David Cameron has been cautioned by a watchdog over the potential for undermining public trust in official statistics after he was accused of giving an early hint of secret economic data.
The Prime Minister told the Commons on Wednesday that positive news "will keep coming" - before Thursday morning's official release of GDP figures showing the UK was out of recession. He is one of a select group of ministers and officials given 24 hours' notice of sensitive data under strict rules that it cannot be publicised in any way.
After receiving "a large number" of queries, the UK Statistics Authority (UKSA) - which is opposed to the use of pre-release - looked into whether Mr Cameron had breached those rules.
In a letter to the Prime Minister, UKSA chairman Andrew Dilnot reminded him of a requirement not to disclose "any suggestion of the size or direction of any trend".
"It is clear from media reports that, although this may not have been your intent, your remarks were indeed widely interpreted as providing an indication about the GDP figures."
Mr Dilnot said it was a "clear example of the difficulties and risks created by the current arrangements" for pre-release and repeated demands for a review of the system. "It is our view that the current pre-release access arrangements undermine public confidence in official statistics and the professional independence of statisticians", he warned.
At Prime Minister's Questions, Mr Cameron reeled off a list of favourable recent economic indicators, before telling Labour leader Ed Miliband: "I can tell you, the good news will keep coming."
Labour said the comment was a "clear reference" to the GDP figures for the last quarter, which showed an unexpectedly high 1% increase when they were eventually published on Thursday morning.

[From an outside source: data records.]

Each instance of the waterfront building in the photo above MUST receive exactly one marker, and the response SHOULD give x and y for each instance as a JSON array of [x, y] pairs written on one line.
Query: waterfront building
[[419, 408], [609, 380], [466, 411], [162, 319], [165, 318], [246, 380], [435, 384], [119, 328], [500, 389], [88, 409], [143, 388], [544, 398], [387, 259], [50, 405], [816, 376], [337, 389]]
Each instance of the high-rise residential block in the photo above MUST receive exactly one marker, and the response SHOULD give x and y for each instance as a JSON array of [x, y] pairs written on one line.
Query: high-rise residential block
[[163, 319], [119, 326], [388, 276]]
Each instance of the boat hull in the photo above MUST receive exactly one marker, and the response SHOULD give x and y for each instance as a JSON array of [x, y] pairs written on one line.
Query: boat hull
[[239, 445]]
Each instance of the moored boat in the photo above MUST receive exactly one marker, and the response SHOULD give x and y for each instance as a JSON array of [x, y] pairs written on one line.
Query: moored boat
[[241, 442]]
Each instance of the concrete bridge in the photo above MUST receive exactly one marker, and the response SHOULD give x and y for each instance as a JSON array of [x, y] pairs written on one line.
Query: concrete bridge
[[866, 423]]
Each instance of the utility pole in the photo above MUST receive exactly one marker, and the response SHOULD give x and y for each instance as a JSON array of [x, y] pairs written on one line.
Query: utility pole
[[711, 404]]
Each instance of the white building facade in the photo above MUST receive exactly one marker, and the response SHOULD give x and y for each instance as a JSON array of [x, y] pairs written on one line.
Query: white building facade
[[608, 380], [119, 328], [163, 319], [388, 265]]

Mr Cameron's official spokesman denied the claim.
But Mr Dilnot - who has dubbed the pre-release arrangements "absurd" - said the controversy highlighted the need for reform of the system. Changes were promised by the Tories before the 2010 general election but have since been refused by ministers despite the watchdog's persistent campaigning.
A Number 10 spokesman said: "The PM was talking about recent good news on the economy, unemployment, crime and the health service. He did not refer to the GDP figures, and the UK Statistics Authority has not found that there was any breach of the code."